Things are far from tax-free up here... A recent editorial/blog that was reposted in the local newspaper (online)...



> Niels Veldhuis
> and Milagros Palacios
> 
> As we come to the end of another tax season, some Canadians will be eagerly awaiting an unexpected refund, while others will be frustrated by having to dig deep to pay an amount owing. For most Canadians, regardless of unexpected refunds or balances owing, the tax deadline provides a sobering reminder of just how much income tax they paid last year.
> ...


Ontario is also working to 'harmonize' the provincial sales tax (PST) and federal sales tax [goods and services tax](GST) into one lump... to tax things that fell outside of the scope of either tax... to generate more revenue.


----------



## Canadian (Dec 14, 2008)

We are taxed like crazy in Canada. If you're lucky enough to live in the oil patch there's no provincial sales tax. I pay about 13% tax on everything I buy. I also got heavily dinged by revenue Canada this year on my taxes. I'm now behind and it'll take me a few weeks to catch up. I wish the government would stop spending money on silly stuff and just pay off their debt.


----------



## sailaway (Mar 12, 2009)

Canadian said:


> We are taxed like crazy in Canada.
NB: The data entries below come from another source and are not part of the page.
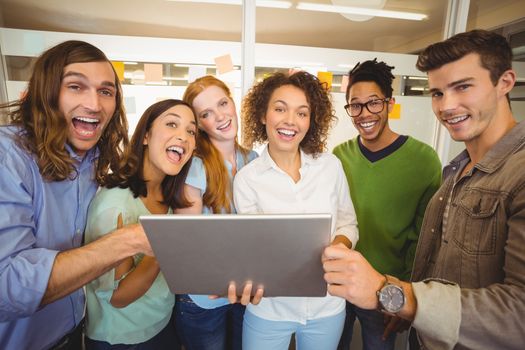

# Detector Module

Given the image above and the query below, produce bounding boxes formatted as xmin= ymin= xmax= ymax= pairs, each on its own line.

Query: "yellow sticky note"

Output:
xmin=317 ymin=72 xmax=334 ymax=90
xmin=215 ymin=54 xmax=233 ymax=74
xmin=388 ymin=103 xmax=401 ymax=119
xmin=111 ymin=61 xmax=124 ymax=81
xmin=339 ymin=74 xmax=348 ymax=92
xmin=144 ymin=63 xmax=162 ymax=83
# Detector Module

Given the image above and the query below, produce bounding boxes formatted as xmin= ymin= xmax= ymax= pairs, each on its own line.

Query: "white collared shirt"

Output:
xmin=233 ymin=147 xmax=359 ymax=324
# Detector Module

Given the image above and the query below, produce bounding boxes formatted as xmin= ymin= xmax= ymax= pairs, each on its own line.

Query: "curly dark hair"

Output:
xmin=241 ymin=71 xmax=336 ymax=156
xmin=345 ymin=58 xmax=395 ymax=101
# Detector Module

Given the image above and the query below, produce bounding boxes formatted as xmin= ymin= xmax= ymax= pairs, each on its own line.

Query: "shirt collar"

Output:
xmin=66 ymin=143 xmax=100 ymax=169
xmin=445 ymin=122 xmax=525 ymax=174
xmin=257 ymin=145 xmax=314 ymax=173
If you're lucky enough to live in the oil patch there's no provincial sales tax. I pay about 13% tax on everything I buy. I also got heavily dinged by revenue Canada this year on my taxes. I'm now behind and it'll take me a few weeks to catch up. [/I wish the government would stop spending money on silly stuff and just pay off their debt.]


I wish our Government would pay our deficit too.


----------



## TechAdmin (Oct 1, 2008)

Here in Texas we don't have State Income taxes but we have Business taxes which is based on revenue, not profit. Horrible system.


----------